When performing high impact activities (ie running, jumping, skipping) the physical force of landing passes through the lower limb and pelvic floor as the foot strikes the ground. This ground reaction force is felt as the abdominal contents bear down on the pelvic floor, making it difficult for a weak pelvic floor and bladder not to let go. This added strain on the abdominal muscles and pelvic floor can be too much for the weak muscles to control and you can become symptomatic  (ie leaking of urine, pelvic organ prolapse, back pain).

It is important to be able to perform a correct pelvic floor muscle contraction – regardless of how you have delivered your baby, and especially if you did not train these muscles before giving birth.
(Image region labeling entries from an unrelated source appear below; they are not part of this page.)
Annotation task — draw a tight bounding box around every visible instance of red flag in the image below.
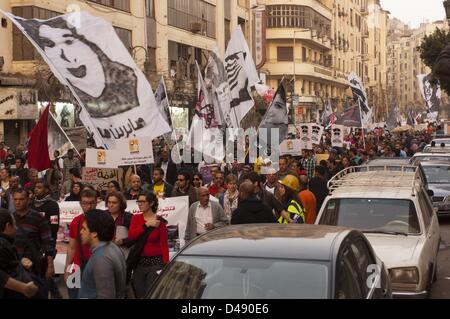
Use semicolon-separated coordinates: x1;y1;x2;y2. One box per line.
28;105;52;172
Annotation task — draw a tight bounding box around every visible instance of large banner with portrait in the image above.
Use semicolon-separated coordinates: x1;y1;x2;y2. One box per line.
0;10;170;148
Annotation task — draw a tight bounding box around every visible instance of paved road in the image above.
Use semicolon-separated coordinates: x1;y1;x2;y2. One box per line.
430;217;450;299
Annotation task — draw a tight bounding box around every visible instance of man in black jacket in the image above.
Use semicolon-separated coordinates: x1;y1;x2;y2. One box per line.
231;181;277;225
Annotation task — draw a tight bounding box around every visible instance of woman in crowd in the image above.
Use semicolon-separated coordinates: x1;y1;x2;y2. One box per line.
192;173;203;189
44;159;63;200
128;192;169;298
65;182;84;202
219;174;239;222
105;192;133;252
275;175;305;224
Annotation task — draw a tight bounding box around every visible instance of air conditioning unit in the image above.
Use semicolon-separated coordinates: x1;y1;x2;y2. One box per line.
191;22;202;33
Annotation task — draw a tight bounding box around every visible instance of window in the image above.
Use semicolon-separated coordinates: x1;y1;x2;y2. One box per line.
277;47;294;62
114;27;133;52
89;0;130;12
12;6;60;61
145;0;155;18
167;0;217;39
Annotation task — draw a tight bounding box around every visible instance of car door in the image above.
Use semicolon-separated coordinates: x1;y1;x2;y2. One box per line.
417;191;440;280
350;236;388;299
334;241;365;299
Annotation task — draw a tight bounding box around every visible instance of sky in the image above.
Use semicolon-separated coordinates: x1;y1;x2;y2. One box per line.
381;0;445;28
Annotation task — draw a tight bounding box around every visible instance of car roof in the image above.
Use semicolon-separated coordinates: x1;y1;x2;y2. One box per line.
180;224;356;261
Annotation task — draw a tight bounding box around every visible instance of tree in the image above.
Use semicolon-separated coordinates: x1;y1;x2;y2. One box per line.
417;28;450;94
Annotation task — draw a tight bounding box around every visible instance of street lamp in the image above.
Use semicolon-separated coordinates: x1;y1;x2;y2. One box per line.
443;0;450;20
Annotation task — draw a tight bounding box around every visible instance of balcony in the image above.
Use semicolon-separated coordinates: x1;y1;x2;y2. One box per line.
266;28;332;51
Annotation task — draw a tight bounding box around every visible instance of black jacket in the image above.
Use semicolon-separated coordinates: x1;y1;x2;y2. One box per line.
231;196;277;225
30;195;59;241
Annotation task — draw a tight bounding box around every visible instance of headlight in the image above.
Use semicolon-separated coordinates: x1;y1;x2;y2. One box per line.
389;267;419;285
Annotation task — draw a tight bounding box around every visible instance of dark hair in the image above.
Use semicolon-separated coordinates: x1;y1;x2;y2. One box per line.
69;167;81;178
80;189;97;199
105;192;127;211
11;187;28;198
34;178;50;190
242;172;261;185
108;181;121;192
0;208;14;232
138;191;159;214
315;166;326;176
84;209;116;242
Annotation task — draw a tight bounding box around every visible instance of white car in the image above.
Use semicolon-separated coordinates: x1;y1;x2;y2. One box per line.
316;166;440;298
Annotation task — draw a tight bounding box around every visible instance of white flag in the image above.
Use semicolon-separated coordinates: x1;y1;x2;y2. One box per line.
0;10;170;148
225;26;260;127
417;74;441;121
348;72;372;128
331;124;345;147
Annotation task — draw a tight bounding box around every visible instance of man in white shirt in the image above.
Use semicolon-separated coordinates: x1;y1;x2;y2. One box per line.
184;187;228;242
A Women’s Health Physiotherapist will assess the pelvic floor strength and control, teach you how to perform a correct pelvic floor muscle contraction, and set a personalised strengthening programme for you.

2/ Core strength assessment.

During pregnancy, the abdominal muscles are stretched as the baby grows. This can sometimes lead to a stretching of the outer abdominal muscles – called Diastasis Rectus Abdominis. While this is common ( ⅔ of pregnant women will experience this), our core strength depends on good control and strength of these muscles around our abdomen and also our lower back and hips.

It is recommended that an assessment of these muscles – including the abdominal muscles – is completed by a Women’s Health Physio, prior to returning to higher impact activities. This is quite often done together with a Pelvic Floor Assessment at a 6 week post natal assessment.

3/ Functional assessment.

Returning to sport after a period of time off should always be preceded by a return to sport assessment. If you had taken six months off playing soccer due to a knee injury, you would get your strength, movement and control assessed by a Physiotherapist before returning to the pitch to reduce risk of further injury. The very same is valid for returning to sport in the postnatal period.

Quite often it may be close to a year between the pregnancy and postnatal period, before you are feeling able to returning to your sport – and so identifying areas that may put you at a risk of injury is key! Functional assessments look at your control and strength in various movements to ensure that your key muscle groups are prepared and strong enough to return to your particular sport/activity.

4/ Gradual load progression.

Return to running ( and so high impact activities/sports) is not advisable in the first 3 month post natal period, and beyond this if there are any symptoms of pelvic floor dysfunction ( as mentioned above).

  • We recommend that a low impact exercise routine is followed in the post natal period, with a return to impact exercises from 3- 6 months postnatally at the earliest.  An example of a gradual load progression would involve starting initially with walking for cardiovascular exercise, then introduction of functional activities (ie squats, lunges).
  • The next progression would involve low impact exercises such as static cycling bike, swimming ( if wound healing is complete), power walking, and building on your functional strength programme. Remember, you need to be strong to run – and so consider building up your lower limb, core strength and general cardiovascular strength in alternative ways, until your body is ready to return to high impact activities.
  • Once you have gotten the green flag to get back to higher impact activities, consider the ‘couch to 5km’ app for a planned guided return to running and building up your running tolerance.

5/ Treat yourself to some new activewear!

Having addressed all the above steps, consider a well deserved mini shopping spree. Comfort is everything when exercising, so with that in mind, start with looking after your feet.

  • Often during pregnancy your feet can change shape – widening a little – or you may still be holding a little extra water. Check that your trainers/runners still fit comfortably and that they aren’t pinching anywhere.
  • Does your sports bra still fit, and is it supportive enough? If you are still breastfeeding, or have recently stopped, a supportive sports bra that fits correctly is important for any impact sports. It helps with reducing upper back and neck pain, and also supporting your breasts to be comfortable with higher impact activities.

Having some help to get you back to doing what you enjoy safely is important, and having some guidance tailored to you and your sport is essential.

Physiotherapists with specialist training in Women’s Health are well placed to give you that individual guidance.